[357] The City Gazettes were such publications as the Petition of the City, Mayor, and Aldermen, for the sitting of parliament on the 13th January, 1680, which is printed with the city arms prefixed, by a solemn order of the common council, and an appointment by the Lord Mayor, that Samuel Roycroft, printer to the city, do print the same, pursuant to order, and that no other person presume to do so. The "factious speech" was probably that of Shaftesbury, which was burned by the hands of the common hangman.

[358] The Pope-burning, so often mentioned.

[359] The meaning is, that the poets rebel against sense and criticism, like the parliament, in 1641, against the king; and that the audience judge as ill as those, who, in 1648, condemned Charles to the block. The parallel between the political disputes in 1680, and 1681, and those which preceded the great civil war, was fashionable among the Tories. A Whig author, who undertakes "to answer the clamours of the malicious, and to inform the ignorant on this subject," complains, "It hath been all the clamour of late, forty-one, forty-one is now coming to be acted over again; we are running in the very same steps, in the same path and road, to undo the nation, and to ruin kingly government, as our predecessors did in forty, and forty-one. We run the same courses, we take the same measures; latet anguis in herba; beware of the Presbyterian serpent, who lurks in the affairs of eighty, being the very same complexion, form, and shape, as that of forty and forty one."—The Disloyal Forty and Forty-one, and the Loyal Eighty, presented to public view. Folio 1680.

[360] Alluding to St André, the famous dancing master, and Jacob Hall, the performer on the slack rope.

[361] Cowley published in his sixteenth year, a book called "Poetical Blossoms."

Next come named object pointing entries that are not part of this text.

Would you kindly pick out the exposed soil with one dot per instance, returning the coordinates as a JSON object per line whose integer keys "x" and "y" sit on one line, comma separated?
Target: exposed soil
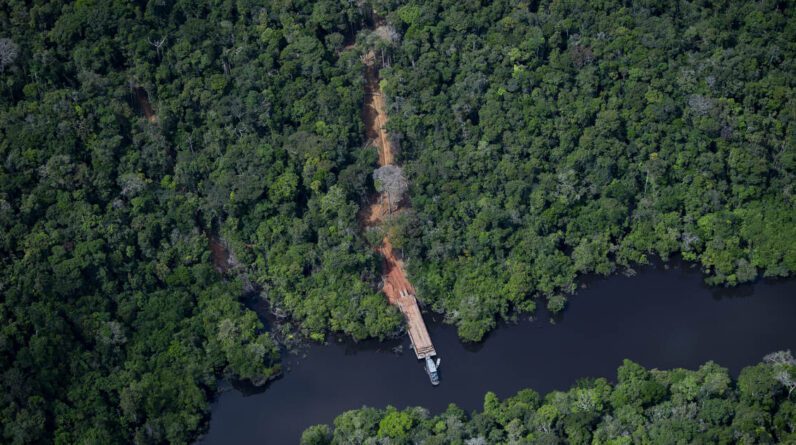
{"x": 397, "y": 287}
{"x": 223, "y": 258}
{"x": 395, "y": 279}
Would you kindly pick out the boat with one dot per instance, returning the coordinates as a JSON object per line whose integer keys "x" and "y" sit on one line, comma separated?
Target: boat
{"x": 432, "y": 369}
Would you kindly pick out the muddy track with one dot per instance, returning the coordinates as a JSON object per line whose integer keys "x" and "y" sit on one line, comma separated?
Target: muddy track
{"x": 397, "y": 287}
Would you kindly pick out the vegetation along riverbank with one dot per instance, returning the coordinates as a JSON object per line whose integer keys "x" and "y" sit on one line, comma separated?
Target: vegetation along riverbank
{"x": 540, "y": 141}
{"x": 643, "y": 406}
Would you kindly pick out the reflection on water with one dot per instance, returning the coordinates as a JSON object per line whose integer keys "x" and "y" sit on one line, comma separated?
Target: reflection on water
{"x": 659, "y": 318}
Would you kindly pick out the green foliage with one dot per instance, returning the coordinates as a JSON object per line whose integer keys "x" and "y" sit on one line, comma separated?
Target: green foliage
{"x": 645, "y": 406}
{"x": 567, "y": 138}
{"x": 115, "y": 325}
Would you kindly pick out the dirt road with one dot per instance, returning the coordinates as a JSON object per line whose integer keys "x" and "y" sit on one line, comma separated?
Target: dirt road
{"x": 397, "y": 287}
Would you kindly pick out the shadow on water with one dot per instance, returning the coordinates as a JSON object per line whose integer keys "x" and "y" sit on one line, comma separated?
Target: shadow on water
{"x": 659, "y": 318}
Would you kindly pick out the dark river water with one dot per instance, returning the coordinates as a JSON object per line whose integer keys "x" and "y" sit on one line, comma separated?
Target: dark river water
{"x": 659, "y": 318}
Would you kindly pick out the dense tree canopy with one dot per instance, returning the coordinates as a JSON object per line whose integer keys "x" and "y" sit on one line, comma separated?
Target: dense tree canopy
{"x": 130, "y": 133}
{"x": 643, "y": 406}
{"x": 544, "y": 140}
{"x": 541, "y": 140}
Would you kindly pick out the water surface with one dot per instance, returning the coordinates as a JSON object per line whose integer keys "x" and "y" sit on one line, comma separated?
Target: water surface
{"x": 659, "y": 318}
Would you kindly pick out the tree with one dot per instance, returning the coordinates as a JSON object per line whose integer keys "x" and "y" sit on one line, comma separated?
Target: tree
{"x": 390, "y": 180}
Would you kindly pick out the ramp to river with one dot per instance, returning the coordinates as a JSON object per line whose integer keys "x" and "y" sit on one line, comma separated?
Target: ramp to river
{"x": 401, "y": 293}
{"x": 397, "y": 287}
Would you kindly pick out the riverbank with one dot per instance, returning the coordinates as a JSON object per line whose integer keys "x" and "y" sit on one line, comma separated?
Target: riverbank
{"x": 660, "y": 318}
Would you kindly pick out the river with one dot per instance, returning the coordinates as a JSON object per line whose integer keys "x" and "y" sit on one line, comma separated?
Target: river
{"x": 659, "y": 318}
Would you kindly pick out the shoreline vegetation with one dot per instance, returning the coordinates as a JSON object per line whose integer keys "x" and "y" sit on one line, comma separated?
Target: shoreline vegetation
{"x": 643, "y": 406}
{"x": 541, "y": 141}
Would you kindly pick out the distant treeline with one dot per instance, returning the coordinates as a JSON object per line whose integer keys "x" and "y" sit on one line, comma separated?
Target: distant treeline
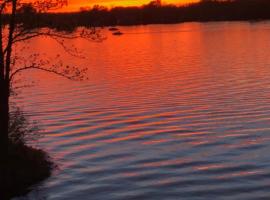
{"x": 152, "y": 13}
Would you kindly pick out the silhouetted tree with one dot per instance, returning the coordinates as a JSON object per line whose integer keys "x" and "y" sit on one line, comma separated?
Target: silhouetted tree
{"x": 17, "y": 24}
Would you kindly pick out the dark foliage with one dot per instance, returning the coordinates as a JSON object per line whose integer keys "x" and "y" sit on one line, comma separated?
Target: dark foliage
{"x": 152, "y": 13}
{"x": 25, "y": 167}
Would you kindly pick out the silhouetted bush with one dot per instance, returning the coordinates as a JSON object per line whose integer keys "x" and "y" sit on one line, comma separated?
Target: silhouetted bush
{"x": 24, "y": 166}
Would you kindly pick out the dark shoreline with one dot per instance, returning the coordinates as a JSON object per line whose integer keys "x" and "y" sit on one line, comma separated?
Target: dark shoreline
{"x": 152, "y": 13}
{"x": 26, "y": 167}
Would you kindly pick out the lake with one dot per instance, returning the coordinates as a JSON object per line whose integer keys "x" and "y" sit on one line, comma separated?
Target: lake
{"x": 169, "y": 112}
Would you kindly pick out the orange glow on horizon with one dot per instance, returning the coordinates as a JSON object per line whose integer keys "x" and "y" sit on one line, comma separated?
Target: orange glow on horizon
{"x": 75, "y": 5}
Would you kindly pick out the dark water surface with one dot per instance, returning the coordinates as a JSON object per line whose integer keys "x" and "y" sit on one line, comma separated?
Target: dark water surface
{"x": 170, "y": 112}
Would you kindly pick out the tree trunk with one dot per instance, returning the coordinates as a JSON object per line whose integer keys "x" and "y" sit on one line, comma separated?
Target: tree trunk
{"x": 4, "y": 118}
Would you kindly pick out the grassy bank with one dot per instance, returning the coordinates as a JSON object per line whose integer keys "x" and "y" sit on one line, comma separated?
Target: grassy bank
{"x": 25, "y": 167}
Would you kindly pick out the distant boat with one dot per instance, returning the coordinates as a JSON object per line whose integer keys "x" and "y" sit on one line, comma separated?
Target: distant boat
{"x": 118, "y": 33}
{"x": 113, "y": 29}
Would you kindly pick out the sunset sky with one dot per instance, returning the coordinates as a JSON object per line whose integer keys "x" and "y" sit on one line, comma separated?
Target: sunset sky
{"x": 77, "y": 4}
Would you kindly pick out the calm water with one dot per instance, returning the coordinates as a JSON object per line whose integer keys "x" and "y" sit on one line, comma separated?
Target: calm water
{"x": 170, "y": 112}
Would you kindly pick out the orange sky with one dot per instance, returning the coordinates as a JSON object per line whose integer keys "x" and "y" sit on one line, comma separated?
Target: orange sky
{"x": 77, "y": 4}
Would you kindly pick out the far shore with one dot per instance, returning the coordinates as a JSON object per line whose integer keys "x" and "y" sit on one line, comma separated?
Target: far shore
{"x": 152, "y": 13}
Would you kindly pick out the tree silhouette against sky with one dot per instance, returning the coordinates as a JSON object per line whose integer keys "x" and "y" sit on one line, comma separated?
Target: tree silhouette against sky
{"x": 13, "y": 33}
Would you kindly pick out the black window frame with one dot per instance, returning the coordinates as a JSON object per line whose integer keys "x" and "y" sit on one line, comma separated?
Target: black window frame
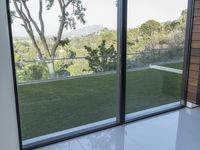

[362] The city of London had now declared against petitioning for parliament.

[363] Alluding to the Irish massacre.

[364] The lottery cavaliers were the loyal indigent officers, to whom the right of keeping lotteries was granted by patent in the reign of Charles II. There are many proclamations in the gazettes of the time against persons encroaching upon this exclusive privilege.

[365] The "three ungiving parliaments" were that convoked in 1679, and dissolved on the 10th July in the same year; that which was held at Westminster 21st October, 1680, and dissolved on the 18th January following; and, finally, the Oxford parliament, assembled 21st March, 1680-1, and dissolved on the 28th of the same month. All these parliaments refused supplies to the crown, until they should obtain security, as they termed it, for the Protestant religion.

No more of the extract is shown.